Il welfare previdenziale, che spesso gode di lunghi tempi di gestazione, nella fase Recovery del Paese non sembrava trovare lo spazio per uscire allo scoperto. Ma la convocazione di Orlando spariglia il quadro. E Cgil, Cisl e Uil non perdono tempo nel ribadire la loro richiesta: un intervento complessivo sulla previdenza entro l'anno, partendo dalla piattaforma unitaria presentata al Governo; i capisaldi - di quella che viene immaginata dai sindacati come una mossa "organica" - riguardano: flessibilità in uscita dopo 62 anni di età, 41 anni di contributi a prescindere dall'età anagrafica, riconoscimento previdenziale dei lavori gravosi, rilancio della previdenza complementare, ripristino della piena rivalutazione delle pensioni e ampliamento della quattordicesima. La fine di quota 100 - che ha permesso il pensionamento anticipato di 253 mila persone - bussa alla porta a fine anno: la misura (almeno 62 anni di età e 38 di contributi per l'uscita anticipa dal lavoro) lascerà il posto al pensionamento di vecchiaia a 67 anni come strada principale, a parte la possibilità di uscire con 42 anni e 10 mesi di contributi.
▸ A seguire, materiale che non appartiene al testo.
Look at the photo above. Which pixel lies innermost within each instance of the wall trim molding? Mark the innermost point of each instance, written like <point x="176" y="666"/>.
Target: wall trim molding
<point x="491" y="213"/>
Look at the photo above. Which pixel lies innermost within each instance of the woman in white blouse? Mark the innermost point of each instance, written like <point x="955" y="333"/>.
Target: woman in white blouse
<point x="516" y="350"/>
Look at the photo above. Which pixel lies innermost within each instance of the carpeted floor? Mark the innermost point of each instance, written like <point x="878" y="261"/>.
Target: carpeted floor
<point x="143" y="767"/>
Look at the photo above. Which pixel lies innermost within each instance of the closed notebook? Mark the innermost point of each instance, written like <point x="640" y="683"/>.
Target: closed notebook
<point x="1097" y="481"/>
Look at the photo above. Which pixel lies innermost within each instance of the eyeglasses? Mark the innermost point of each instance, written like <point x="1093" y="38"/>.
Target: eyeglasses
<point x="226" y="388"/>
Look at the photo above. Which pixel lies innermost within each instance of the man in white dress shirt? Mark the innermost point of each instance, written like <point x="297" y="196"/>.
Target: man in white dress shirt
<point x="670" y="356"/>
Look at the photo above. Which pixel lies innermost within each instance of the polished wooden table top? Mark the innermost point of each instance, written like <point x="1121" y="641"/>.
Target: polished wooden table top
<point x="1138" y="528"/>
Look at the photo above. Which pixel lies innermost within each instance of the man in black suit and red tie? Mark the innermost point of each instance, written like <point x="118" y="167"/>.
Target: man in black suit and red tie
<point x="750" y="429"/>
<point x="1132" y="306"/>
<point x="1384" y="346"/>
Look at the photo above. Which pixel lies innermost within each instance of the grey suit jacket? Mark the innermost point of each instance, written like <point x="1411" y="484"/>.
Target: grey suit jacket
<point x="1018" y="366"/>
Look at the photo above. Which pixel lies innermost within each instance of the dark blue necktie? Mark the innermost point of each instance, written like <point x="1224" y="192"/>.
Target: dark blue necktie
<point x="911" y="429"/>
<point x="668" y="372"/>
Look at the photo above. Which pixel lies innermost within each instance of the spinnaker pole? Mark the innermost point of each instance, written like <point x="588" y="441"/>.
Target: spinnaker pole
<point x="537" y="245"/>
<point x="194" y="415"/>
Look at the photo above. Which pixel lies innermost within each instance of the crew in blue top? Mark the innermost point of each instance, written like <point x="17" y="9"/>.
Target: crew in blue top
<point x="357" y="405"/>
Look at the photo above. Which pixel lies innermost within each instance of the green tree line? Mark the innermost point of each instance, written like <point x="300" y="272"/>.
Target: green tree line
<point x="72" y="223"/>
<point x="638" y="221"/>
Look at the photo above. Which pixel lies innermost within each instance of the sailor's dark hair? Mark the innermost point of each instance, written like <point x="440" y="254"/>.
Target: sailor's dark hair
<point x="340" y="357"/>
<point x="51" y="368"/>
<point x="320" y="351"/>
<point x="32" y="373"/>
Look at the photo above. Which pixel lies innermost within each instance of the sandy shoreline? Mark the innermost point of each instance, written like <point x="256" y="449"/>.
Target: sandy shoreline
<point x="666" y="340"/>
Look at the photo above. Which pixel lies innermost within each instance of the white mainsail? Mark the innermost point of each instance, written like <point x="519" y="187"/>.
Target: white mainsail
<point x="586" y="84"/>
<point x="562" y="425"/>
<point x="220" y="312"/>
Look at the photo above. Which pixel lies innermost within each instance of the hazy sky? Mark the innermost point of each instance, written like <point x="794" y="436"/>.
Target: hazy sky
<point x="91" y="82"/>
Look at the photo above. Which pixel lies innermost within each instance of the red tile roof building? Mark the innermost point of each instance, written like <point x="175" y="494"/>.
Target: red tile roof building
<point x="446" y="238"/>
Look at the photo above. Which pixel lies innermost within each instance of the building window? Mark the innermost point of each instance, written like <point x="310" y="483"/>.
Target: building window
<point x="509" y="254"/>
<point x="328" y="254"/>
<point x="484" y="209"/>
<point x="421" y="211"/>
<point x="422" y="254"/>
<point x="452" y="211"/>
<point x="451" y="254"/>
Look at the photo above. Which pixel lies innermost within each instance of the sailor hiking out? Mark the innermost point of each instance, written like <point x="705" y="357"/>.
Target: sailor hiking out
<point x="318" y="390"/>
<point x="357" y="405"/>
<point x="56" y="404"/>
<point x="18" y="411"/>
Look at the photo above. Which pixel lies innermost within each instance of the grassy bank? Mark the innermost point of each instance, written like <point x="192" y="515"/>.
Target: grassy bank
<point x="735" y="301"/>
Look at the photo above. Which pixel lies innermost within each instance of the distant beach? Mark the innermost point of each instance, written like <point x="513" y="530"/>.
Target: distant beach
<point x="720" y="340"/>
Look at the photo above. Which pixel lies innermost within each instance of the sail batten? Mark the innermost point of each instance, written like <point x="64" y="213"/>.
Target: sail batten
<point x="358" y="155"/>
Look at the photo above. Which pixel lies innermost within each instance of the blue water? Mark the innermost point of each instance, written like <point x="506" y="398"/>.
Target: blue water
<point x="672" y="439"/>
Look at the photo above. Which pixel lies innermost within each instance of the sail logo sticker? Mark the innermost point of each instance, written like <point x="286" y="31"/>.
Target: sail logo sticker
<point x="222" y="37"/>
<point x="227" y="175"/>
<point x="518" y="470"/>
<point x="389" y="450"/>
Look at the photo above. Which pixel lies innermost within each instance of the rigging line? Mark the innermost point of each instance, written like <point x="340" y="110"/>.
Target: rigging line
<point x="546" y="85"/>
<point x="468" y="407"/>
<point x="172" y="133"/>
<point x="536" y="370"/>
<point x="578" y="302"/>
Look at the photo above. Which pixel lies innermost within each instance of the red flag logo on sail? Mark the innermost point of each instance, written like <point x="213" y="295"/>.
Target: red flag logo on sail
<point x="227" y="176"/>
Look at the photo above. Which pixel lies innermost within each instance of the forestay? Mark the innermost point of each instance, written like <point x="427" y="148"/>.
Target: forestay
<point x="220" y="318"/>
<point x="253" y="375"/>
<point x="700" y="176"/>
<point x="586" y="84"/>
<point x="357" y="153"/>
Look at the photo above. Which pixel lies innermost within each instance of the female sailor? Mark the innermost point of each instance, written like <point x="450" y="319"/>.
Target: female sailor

I tempi stretti hanno accelerato probabilmente la convocazione del tavolo, che rimane comunque un modo per incontrare i sindacati e provare a calmierare, soprattutto su altri fronti, le acredini di questi giorni con gli annunci di mobilitazione. Il ragionamento di Orlando però è diverso non tanto sui contenuti quanto sul contenitore: meglio, sull'uscita e sull'ingresso da quel contenitore. Il ministro Pd ha provato, infatti, a smorzare gli entusiasmi pochi giorni fa, proprio mentre l'Inps presentava la sua relazione annuale: il dibattito sulle pensioni è ”eccessivamente concentrato sulla flessibilità in uscita e sulla possibilità di anticipo dell'uscita dal mercato del lavoro”, mentre bisognerebbe ”concentrarsi sulle prospettive che riguardano in particolare gli assegni delle nuove generazioni”. Insomma, quello che il governo tenta di fare è di restare ancorati a un approccio sul merito della questione, valutando più che altro piccoli aggiustamenti.
Tra le ipotesi scodellate per il dopo quota 100, introduzione di quota 102 (sempre 38 anni di contributi con 64 anni di età), proroga dell'Ape sociale, opzione donna, rafforzamento del contratto di espansione che introduce di fatto una sorta di staffetta generazionale. Chi invece chiede maggior forza alla riforma, pensa al rischio del cosiddetto scalone (ovvero la possibilità che tra due persone con un anno di differenza anagrafica ci possano essere cinque anni di scarto lavorativo per l'uscita).
Sul tema interviene l’ex ministro del Lavoro e consigliere Inail Cesare Damiano: ”Se la Commissione per la Programmazione Economica di palazzo Chigi, costituita da Bruno Tabacci, obbedisse alla logica secondo la quale si chiamano i tecnici quando ci sono da fare le scelte impopolari, saremmo sulla strada sbagliata. Nessuno capirebbe. Soprattutto se ci si riferisse ancora una volta al sistema pensionistico. Ma noi non crediamo che questa sia l'ispirazione di Draghi”. Aggiunge Damiano: ”Siamo convinti, al contrario che si tratti di fare scelte popolari se vogliamo che la transizione abbia anche un carattere sociale e che non aumentino diseguaglianze e fragilità. Per questo, se parliamo di previdenza, in vista del superamento di Quota 100 bisognerà trovare una misura di flessibilità alternativa più efficace e meno discriminante perché sarebbe assurdo tornare alla rigidità antistorica della legge Monti-Fornero. La forza del Pnrr è basata sulle scelte di investimento, non di rigore; di rilancio ed espansive. Sarebbe inimmaginabile muoversi in senso contrario sul Welfare”. Conclude Damiano: ”Le 8 salvaguardie degli esodati, con le quali dopo il 2012 abbiamo mandato in pensione 150mila lavoratori, sono la dimostrazione di quanto fossero sbagliate le scelte effettuate sulle pensioni al tempo del Governo Monti”.